- Education: Massachusetts Institute of Technology
- Known for: NLTS conjecture
- Scientific career
- Fields: Physics Mathematics
- Workplaces: Microsoft Duke University Los Alamos National Laboratory

= Matthew Hastings =

American physicist

Matthew Hastings is an American physicist, currently a Principal Researcher at Microsoft. Previously, he was a professor at Duke University and a research scientist at the Center for Nonlinear Studies and Theoretical Division, Los Alamos National Laboratory.
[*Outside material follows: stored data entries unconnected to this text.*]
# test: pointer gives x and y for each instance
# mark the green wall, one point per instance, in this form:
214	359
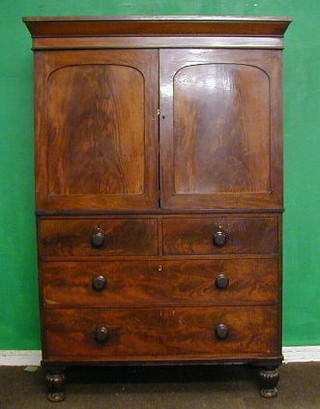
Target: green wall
19	323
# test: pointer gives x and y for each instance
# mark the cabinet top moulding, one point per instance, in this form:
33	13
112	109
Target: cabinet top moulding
108	26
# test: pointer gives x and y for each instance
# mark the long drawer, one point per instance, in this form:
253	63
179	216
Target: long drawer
96	238
225	281
170	333
220	235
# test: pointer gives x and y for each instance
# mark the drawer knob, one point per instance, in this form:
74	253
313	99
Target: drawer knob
98	238
222	281
99	283
219	237
222	331
102	334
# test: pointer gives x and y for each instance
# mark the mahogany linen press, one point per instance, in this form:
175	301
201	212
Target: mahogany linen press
159	191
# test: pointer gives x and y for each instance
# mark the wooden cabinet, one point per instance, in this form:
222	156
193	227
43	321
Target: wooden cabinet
159	191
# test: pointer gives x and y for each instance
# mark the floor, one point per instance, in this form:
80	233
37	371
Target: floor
227	387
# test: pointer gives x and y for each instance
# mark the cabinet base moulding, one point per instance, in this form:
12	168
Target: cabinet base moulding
33	358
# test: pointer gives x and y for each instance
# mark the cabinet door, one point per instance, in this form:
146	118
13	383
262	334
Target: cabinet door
97	129
220	129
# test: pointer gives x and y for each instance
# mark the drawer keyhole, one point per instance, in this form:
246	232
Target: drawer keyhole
99	283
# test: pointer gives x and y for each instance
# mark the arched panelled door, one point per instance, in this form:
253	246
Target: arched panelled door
220	113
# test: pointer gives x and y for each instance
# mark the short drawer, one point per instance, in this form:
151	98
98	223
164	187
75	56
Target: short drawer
170	333
97	237
239	281
253	235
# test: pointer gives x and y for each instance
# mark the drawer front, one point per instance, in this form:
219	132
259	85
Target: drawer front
241	281
220	236
97	238
161	333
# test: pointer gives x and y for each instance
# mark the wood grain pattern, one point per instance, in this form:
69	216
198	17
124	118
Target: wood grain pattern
97	146
162	332
96	126
162	136
244	235
160	282
71	238
72	43
220	129
156	25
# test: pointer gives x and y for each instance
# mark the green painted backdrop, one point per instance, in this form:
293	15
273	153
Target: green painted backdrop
19	319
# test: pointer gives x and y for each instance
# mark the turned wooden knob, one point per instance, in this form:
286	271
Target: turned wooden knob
98	238
219	238
99	283
222	281
102	334
222	331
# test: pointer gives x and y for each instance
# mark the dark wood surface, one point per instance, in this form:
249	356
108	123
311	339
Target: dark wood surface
156	25
159	188
251	281
220	129
100	153
71	238
167	332
244	235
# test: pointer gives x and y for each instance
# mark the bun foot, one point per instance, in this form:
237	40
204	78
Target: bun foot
56	386
269	378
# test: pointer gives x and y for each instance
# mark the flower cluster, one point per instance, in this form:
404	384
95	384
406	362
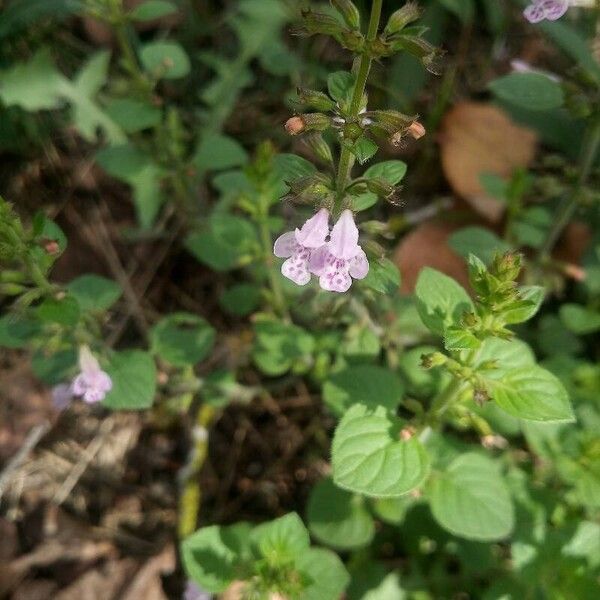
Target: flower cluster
552	10
335	258
91	384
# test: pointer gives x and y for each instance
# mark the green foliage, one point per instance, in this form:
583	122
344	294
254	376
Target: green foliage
337	518
368	458
273	557
182	339
471	499
529	90
133	377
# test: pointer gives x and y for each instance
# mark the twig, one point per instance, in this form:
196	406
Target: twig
33	437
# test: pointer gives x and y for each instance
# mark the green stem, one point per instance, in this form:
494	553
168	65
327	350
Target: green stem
346	157
570	203
279	303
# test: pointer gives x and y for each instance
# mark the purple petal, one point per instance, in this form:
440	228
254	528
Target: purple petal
344	237
555	9
296	269
318	260
359	265
336	281
285	245
314	231
534	13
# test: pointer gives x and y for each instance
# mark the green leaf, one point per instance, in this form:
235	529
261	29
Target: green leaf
240	299
212	554
441	301
281	540
337	518
65	311
17	331
363	201
470	499
216	151
225	243
325	573
579	319
533	91
279	346
369	458
383	277
152	9
133	375
166	60
531	299
532	393
54	368
182	339
463	9
33	85
481	242
508	355
340	85
364	149
370	385
456	338
94	293
135	167
393	171
133	115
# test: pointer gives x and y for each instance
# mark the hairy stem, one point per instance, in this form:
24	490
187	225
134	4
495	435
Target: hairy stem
589	152
346	157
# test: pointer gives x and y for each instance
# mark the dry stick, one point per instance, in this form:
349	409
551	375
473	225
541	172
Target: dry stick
33	437
114	262
79	469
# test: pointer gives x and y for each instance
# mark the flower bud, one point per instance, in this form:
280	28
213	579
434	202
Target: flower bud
402	17
319	146
391	121
295	125
307	122
313	23
352	40
416	130
435	359
349	12
380	186
313	99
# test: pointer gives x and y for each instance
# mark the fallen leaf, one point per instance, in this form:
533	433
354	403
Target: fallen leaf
427	246
478	138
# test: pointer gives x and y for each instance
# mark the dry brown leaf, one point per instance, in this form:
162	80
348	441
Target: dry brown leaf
427	246
147	584
478	138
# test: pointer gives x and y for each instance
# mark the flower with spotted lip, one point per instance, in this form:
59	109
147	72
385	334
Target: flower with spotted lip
552	10
299	245
92	383
341	258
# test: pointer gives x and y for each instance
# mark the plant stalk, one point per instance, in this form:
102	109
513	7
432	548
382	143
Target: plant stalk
346	157
569	205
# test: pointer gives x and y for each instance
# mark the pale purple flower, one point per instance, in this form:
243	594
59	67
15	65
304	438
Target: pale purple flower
92	383
341	258
194	592
62	395
298	246
552	10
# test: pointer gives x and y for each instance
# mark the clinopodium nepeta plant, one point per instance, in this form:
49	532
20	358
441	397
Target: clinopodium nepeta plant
454	466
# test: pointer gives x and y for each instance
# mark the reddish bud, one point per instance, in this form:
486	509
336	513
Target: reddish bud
416	130
295	125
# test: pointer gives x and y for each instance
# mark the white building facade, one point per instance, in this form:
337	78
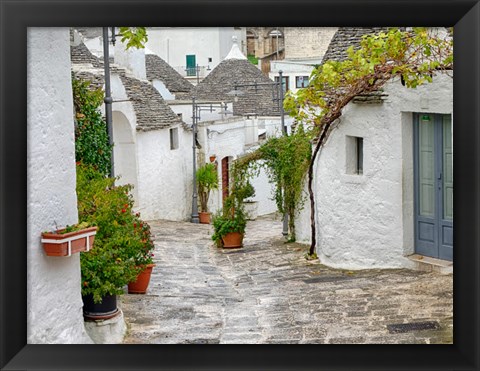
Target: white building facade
376	216
184	48
54	313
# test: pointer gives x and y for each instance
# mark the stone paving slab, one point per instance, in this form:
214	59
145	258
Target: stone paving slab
267	292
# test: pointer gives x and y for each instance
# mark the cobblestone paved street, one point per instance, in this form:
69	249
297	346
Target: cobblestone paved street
267	292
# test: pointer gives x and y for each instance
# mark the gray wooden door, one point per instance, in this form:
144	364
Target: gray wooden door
433	172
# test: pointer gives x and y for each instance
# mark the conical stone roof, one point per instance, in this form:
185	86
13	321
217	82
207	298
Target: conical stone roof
222	79
152	112
158	69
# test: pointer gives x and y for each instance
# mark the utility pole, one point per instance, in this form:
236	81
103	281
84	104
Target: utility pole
195	218
108	97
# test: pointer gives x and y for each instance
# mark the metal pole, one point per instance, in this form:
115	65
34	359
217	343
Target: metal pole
195	218
282	112
284	131
108	98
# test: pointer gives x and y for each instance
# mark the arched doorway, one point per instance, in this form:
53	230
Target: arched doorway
225	178
125	157
251	43
276	42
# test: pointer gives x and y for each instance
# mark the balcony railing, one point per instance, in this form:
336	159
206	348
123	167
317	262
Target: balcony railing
199	71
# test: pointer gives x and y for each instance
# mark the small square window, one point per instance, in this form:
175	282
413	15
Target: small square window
301	81
285	82
174	138
354	155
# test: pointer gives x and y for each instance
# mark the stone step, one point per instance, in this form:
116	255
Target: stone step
429	264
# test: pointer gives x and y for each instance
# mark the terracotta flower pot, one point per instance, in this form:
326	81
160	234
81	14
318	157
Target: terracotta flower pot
66	244
233	240
204	217
97	311
141	284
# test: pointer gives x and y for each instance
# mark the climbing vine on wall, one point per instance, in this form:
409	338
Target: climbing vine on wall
415	56
91	138
286	160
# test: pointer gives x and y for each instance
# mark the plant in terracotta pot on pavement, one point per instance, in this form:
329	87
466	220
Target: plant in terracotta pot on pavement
230	223
143	255
111	265
207	180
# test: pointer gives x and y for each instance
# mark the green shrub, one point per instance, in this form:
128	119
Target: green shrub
122	244
91	137
207	180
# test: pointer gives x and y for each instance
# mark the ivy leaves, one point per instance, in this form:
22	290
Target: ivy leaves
286	160
91	138
136	37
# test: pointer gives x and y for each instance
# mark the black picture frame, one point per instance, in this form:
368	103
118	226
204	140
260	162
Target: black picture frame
16	16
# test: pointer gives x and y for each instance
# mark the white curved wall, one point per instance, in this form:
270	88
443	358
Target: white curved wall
54	313
366	221
165	176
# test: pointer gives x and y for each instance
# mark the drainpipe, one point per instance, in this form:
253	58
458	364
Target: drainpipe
284	131
108	97
195	218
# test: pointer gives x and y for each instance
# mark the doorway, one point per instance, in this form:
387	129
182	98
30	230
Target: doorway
433	173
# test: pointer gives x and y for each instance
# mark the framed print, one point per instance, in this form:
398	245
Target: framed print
463	16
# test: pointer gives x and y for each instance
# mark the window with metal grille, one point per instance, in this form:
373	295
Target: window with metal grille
301	81
354	155
174	138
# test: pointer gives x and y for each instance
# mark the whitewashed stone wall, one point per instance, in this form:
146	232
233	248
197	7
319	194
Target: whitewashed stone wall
124	137
228	139
165	176
172	44
132	59
163	90
54	283
366	221
304	42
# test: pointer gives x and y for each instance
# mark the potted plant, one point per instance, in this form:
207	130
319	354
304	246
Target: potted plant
207	180
143	257
229	229
108	268
229	224
69	240
250	205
He received his PhD in physics at MIT, in 1997, under Leonid Levitov.

== Scientific contributions ==

While Hastings primarily works in quantum information science, he has made contributions to a range of topics in physics and related fields.
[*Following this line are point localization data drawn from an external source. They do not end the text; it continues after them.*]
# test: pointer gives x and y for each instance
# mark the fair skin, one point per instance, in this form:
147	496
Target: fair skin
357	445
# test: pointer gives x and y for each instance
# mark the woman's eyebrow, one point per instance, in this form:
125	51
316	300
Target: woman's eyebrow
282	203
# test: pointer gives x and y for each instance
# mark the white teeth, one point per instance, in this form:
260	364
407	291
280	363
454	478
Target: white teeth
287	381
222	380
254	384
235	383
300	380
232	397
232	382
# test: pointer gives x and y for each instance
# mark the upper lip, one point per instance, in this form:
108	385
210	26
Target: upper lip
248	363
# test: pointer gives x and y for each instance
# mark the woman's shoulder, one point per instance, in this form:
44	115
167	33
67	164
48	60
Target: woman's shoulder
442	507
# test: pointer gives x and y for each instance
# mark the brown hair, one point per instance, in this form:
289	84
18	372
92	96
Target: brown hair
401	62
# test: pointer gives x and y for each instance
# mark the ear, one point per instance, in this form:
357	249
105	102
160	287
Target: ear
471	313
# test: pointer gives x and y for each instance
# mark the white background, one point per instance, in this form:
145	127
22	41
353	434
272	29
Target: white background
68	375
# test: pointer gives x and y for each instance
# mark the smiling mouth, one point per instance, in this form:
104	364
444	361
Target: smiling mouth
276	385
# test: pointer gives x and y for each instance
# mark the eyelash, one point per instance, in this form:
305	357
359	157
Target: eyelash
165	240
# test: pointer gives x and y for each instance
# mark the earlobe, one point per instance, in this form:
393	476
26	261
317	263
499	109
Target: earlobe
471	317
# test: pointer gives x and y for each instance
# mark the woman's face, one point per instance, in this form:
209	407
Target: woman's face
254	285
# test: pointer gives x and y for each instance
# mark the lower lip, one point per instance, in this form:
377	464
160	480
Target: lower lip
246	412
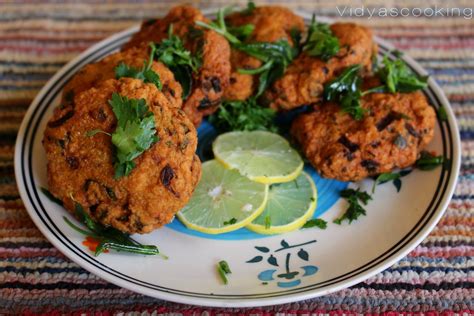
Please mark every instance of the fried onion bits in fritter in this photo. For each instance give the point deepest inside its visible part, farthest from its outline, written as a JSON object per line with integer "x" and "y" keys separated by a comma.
{"x": 93, "y": 74}
{"x": 212, "y": 78}
{"x": 81, "y": 161}
{"x": 391, "y": 135}
{"x": 304, "y": 80}
{"x": 271, "y": 23}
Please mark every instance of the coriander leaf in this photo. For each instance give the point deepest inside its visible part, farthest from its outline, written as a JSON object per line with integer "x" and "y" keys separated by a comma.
{"x": 275, "y": 57}
{"x": 243, "y": 116}
{"x": 146, "y": 74}
{"x": 355, "y": 209}
{"x": 320, "y": 41}
{"x": 108, "y": 237}
{"x": 250, "y": 8}
{"x": 171, "y": 52}
{"x": 134, "y": 134}
{"x": 345, "y": 90}
{"x": 398, "y": 77}
{"x": 428, "y": 161}
{"x": 315, "y": 222}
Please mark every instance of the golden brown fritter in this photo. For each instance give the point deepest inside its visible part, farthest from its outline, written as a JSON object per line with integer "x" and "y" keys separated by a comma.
{"x": 304, "y": 80}
{"x": 272, "y": 23}
{"x": 81, "y": 167}
{"x": 213, "y": 76}
{"x": 93, "y": 74}
{"x": 398, "y": 127}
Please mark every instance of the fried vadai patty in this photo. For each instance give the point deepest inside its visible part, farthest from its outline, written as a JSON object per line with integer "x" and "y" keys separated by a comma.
{"x": 303, "y": 81}
{"x": 93, "y": 74}
{"x": 271, "y": 23}
{"x": 397, "y": 127}
{"x": 213, "y": 76}
{"x": 82, "y": 168}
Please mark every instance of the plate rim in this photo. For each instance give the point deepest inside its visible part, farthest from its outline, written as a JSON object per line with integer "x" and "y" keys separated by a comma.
{"x": 247, "y": 301}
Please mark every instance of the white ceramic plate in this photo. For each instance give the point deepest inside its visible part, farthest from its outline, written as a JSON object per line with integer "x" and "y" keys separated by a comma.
{"x": 309, "y": 262}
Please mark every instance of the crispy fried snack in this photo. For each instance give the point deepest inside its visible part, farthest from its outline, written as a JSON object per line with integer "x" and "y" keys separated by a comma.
{"x": 398, "y": 127}
{"x": 93, "y": 74}
{"x": 304, "y": 80}
{"x": 213, "y": 76}
{"x": 81, "y": 167}
{"x": 271, "y": 23}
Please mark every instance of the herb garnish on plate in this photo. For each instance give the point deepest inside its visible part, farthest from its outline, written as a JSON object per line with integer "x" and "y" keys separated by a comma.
{"x": 320, "y": 41}
{"x": 146, "y": 73}
{"x": 134, "y": 134}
In 2004, he proved an extension of the Lieb-Schultz-Mattis theorem (see Lieb-Robinson bounds) to dimensions greater than one, providing foundational mathematical insights into topological quantum computing.
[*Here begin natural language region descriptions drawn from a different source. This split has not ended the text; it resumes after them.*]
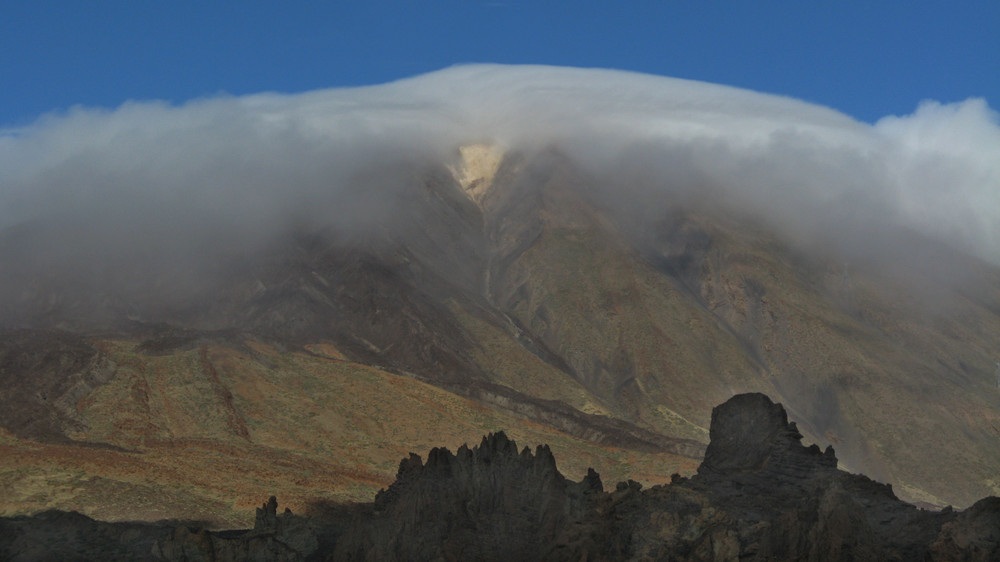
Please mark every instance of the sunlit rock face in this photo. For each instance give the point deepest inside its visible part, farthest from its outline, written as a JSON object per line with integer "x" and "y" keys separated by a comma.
{"x": 584, "y": 257}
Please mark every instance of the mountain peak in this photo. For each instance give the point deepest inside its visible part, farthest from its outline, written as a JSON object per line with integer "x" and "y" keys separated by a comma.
{"x": 476, "y": 167}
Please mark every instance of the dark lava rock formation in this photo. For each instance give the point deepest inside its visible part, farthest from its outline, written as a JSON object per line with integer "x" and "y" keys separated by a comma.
{"x": 759, "y": 495}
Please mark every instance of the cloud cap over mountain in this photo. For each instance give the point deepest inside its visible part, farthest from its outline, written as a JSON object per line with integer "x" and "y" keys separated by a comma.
{"x": 232, "y": 170}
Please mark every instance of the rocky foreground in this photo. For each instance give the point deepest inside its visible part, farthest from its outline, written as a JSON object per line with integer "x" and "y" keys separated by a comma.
{"x": 759, "y": 495}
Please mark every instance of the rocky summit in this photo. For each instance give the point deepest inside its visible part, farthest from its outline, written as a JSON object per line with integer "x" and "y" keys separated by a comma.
{"x": 759, "y": 495}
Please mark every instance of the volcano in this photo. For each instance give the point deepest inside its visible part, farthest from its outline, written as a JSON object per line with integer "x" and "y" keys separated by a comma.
{"x": 157, "y": 366}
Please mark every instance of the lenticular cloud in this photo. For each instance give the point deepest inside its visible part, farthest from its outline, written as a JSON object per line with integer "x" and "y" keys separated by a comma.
{"x": 246, "y": 165}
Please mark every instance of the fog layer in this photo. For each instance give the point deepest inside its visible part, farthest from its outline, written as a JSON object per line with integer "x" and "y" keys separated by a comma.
{"x": 225, "y": 173}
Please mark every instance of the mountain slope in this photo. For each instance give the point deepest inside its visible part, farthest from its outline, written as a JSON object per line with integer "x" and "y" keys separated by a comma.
{"x": 500, "y": 290}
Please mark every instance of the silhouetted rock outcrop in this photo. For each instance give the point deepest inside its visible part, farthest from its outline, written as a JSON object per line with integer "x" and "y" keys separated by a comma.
{"x": 759, "y": 495}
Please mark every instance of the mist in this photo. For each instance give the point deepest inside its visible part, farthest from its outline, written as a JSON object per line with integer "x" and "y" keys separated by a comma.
{"x": 173, "y": 187}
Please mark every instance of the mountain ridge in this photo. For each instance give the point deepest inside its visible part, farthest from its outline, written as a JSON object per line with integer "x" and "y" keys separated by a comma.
{"x": 759, "y": 495}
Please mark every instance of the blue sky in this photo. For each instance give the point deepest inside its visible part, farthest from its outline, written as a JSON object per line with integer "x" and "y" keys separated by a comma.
{"x": 866, "y": 59}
In 2008, he disproved the additivity conjecture for the classical capacity of quantum channels, a long-standing open problem in quantum Shannon theory.

He and Michael Freedman formulated the NLTS conjecture, a precursor to a quantum PCP theorem (qPCP).

==Awards and honors==
He was invited to speak at the 2022 International Congress of Mathematicians in St. Petersburg in the mathematical physics section.